A Detroit company has issued a recall of almost two million pounds of ground beef. The beef, which came from the Wolverine Packing Co., allegedly contains E. coli bacteria. It has been linked to reports of illness by 11 people in four states, including Michigan, according to the U.S. Centers for Disease Control and Prevention. The youngest person reportedly sickened is 19, while the oldest is 46.

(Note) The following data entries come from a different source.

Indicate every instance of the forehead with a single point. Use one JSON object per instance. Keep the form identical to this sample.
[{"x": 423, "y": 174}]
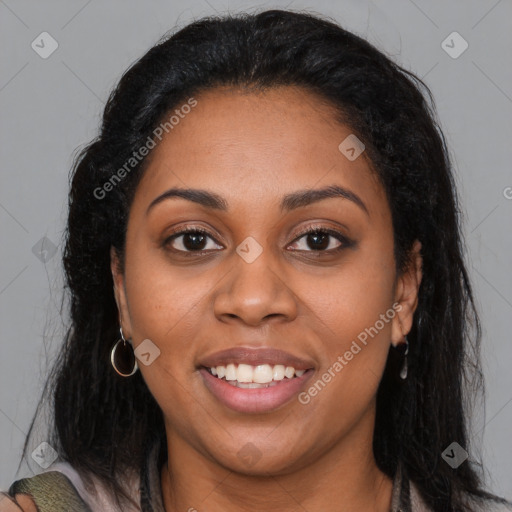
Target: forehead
[{"x": 254, "y": 147}]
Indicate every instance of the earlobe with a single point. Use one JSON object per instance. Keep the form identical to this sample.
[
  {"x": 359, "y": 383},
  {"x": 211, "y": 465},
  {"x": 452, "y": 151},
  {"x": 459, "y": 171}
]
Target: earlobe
[
  {"x": 406, "y": 296},
  {"x": 120, "y": 293}
]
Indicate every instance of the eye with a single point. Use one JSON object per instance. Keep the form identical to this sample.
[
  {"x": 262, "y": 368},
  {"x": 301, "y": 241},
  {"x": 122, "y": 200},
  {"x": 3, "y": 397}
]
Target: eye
[
  {"x": 190, "y": 240},
  {"x": 320, "y": 239}
]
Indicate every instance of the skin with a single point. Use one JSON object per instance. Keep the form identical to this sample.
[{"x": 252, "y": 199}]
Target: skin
[{"x": 251, "y": 149}]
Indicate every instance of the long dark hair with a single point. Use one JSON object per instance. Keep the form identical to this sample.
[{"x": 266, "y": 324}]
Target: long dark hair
[{"x": 103, "y": 423}]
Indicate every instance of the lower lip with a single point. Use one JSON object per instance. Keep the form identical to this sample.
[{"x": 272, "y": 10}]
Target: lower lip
[{"x": 254, "y": 400}]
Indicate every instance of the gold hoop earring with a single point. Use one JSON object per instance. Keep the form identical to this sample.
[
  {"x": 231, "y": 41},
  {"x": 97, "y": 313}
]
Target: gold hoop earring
[
  {"x": 403, "y": 349},
  {"x": 122, "y": 357}
]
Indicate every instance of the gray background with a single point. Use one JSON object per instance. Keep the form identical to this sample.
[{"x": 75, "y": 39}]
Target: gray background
[{"x": 51, "y": 106}]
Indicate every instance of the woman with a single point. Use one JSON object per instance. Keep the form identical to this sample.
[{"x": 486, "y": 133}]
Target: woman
[{"x": 269, "y": 305}]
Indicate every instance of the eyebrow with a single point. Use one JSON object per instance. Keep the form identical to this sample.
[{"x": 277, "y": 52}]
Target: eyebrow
[{"x": 289, "y": 202}]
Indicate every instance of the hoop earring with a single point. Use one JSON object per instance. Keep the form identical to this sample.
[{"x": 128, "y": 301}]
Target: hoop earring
[
  {"x": 403, "y": 349},
  {"x": 123, "y": 359}
]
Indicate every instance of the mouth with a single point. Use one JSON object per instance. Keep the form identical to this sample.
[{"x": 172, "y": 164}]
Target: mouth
[
  {"x": 246, "y": 376},
  {"x": 255, "y": 389}
]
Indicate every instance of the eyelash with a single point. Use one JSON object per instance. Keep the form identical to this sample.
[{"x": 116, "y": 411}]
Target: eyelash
[{"x": 345, "y": 242}]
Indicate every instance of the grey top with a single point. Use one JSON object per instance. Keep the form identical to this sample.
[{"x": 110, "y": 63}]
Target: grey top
[{"x": 61, "y": 489}]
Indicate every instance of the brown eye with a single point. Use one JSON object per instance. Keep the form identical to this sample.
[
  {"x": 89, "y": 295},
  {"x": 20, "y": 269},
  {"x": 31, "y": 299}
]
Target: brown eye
[
  {"x": 321, "y": 240},
  {"x": 190, "y": 240}
]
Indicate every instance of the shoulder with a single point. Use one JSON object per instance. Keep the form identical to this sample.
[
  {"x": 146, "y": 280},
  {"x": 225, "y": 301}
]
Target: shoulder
[
  {"x": 49, "y": 491},
  {"x": 483, "y": 505},
  {"x": 60, "y": 488},
  {"x": 17, "y": 503}
]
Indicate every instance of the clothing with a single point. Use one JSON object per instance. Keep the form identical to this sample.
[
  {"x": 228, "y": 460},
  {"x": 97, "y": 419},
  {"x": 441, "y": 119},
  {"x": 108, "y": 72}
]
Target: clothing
[{"x": 60, "y": 489}]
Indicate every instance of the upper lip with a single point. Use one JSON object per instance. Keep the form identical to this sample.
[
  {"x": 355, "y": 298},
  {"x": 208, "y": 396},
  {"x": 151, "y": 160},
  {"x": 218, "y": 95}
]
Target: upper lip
[{"x": 254, "y": 357}]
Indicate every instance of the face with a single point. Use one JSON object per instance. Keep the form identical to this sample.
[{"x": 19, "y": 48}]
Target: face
[{"x": 246, "y": 277}]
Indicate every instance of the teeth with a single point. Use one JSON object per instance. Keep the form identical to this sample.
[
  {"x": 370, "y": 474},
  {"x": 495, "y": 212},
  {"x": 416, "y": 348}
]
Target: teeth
[{"x": 246, "y": 374}]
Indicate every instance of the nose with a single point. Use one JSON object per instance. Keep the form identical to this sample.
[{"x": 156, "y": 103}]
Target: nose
[{"x": 255, "y": 292}]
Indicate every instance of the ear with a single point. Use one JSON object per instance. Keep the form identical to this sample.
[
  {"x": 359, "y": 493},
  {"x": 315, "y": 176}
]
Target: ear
[
  {"x": 406, "y": 295},
  {"x": 120, "y": 293}
]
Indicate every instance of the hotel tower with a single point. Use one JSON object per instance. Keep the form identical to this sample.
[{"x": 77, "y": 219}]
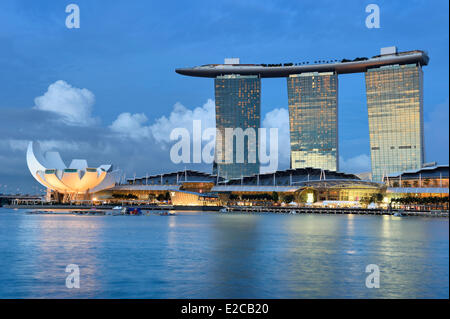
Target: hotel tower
[{"x": 394, "y": 88}]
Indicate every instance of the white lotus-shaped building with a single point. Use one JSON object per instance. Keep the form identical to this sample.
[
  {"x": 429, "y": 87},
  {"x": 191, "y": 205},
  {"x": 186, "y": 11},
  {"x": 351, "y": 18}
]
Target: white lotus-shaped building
[{"x": 50, "y": 171}]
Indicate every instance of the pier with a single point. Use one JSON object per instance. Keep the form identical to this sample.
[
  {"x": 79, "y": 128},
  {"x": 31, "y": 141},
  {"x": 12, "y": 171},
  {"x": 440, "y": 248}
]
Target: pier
[{"x": 333, "y": 211}]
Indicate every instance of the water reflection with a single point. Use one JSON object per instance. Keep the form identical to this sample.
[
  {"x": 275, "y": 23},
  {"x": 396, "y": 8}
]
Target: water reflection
[{"x": 201, "y": 255}]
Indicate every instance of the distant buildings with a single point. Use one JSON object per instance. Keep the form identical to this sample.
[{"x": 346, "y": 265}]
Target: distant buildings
[{"x": 394, "y": 85}]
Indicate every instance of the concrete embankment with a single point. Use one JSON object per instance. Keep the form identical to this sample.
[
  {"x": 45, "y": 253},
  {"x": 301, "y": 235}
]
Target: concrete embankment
[
  {"x": 318, "y": 210},
  {"x": 247, "y": 209}
]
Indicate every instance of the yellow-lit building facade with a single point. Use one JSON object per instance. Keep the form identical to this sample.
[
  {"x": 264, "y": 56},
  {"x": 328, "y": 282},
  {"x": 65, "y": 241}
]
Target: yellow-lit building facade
[
  {"x": 313, "y": 120},
  {"x": 395, "y": 109}
]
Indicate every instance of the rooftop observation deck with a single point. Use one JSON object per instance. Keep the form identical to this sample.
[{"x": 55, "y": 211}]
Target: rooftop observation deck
[{"x": 284, "y": 70}]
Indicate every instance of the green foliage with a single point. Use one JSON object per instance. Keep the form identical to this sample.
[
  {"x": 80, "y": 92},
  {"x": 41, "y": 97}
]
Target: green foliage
[{"x": 123, "y": 196}]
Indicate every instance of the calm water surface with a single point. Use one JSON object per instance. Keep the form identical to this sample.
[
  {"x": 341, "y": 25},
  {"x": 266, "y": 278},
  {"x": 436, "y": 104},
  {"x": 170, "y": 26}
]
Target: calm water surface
[{"x": 211, "y": 255}]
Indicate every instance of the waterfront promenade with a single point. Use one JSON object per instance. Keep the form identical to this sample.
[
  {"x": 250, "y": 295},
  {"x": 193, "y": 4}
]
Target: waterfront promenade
[{"x": 249, "y": 209}]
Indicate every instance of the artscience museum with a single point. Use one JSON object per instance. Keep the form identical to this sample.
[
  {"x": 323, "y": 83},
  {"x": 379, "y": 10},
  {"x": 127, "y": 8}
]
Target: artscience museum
[{"x": 78, "y": 181}]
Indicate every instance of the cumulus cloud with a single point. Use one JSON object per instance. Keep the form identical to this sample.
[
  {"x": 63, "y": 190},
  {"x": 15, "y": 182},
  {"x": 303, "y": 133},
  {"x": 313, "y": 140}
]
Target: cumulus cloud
[
  {"x": 137, "y": 126},
  {"x": 46, "y": 145},
  {"x": 74, "y": 105},
  {"x": 182, "y": 117},
  {"x": 131, "y": 125},
  {"x": 356, "y": 164}
]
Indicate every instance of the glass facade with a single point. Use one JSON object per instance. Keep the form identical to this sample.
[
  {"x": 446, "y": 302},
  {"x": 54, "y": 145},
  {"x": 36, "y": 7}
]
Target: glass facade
[
  {"x": 313, "y": 120},
  {"x": 395, "y": 108},
  {"x": 238, "y": 105}
]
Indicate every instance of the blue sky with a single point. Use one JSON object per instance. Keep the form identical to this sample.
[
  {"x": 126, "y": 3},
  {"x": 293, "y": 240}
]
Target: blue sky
[{"x": 125, "y": 53}]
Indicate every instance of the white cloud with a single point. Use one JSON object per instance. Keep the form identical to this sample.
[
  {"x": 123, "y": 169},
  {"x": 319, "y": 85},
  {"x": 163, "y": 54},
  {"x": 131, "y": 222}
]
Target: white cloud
[
  {"x": 357, "y": 164},
  {"x": 135, "y": 125},
  {"x": 74, "y": 105},
  {"x": 182, "y": 117},
  {"x": 131, "y": 125},
  {"x": 46, "y": 145}
]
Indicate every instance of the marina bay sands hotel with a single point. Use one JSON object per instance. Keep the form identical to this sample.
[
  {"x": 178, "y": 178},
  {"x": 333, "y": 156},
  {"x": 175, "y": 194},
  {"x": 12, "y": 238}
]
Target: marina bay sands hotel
[{"x": 394, "y": 90}]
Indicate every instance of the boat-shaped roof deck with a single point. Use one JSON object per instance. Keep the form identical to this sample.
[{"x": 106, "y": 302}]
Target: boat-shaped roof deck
[{"x": 284, "y": 70}]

The beef had been shipped to nine states -- to both stores as well as to distributors that provide food for restaurants across the country. Although the United States Department of Agriculture has published a list of stores to which the allegedly tainted beef was sent, it says that it may have gone to even more markets. It is advising beef consumers to check its Food Safety and Inspection Service website for identifying information on the packages. The beef being recalled was produced from March 31 until April 18. The dates on the packaging reflect those dates.
Foodborne illnesses are something that should concern any business that is involved in the food industry -- whether as a producer, distributor, retailer or restaurant. According to the CDC, such illnesses impact 48 million Americans annually. Of these, 128,000 are hospitalized. Some 3,000 do not survive.
Allegations of producing or selling unsafe food can result in costly business litigation and potentially even criminal charges and fines. They can also destroy a company's reputation. Any company charged with safety issues or contamination of its products should work closely with its legal team to help prevent any further illness or injury to consumers and to minimize the negative impact on the business.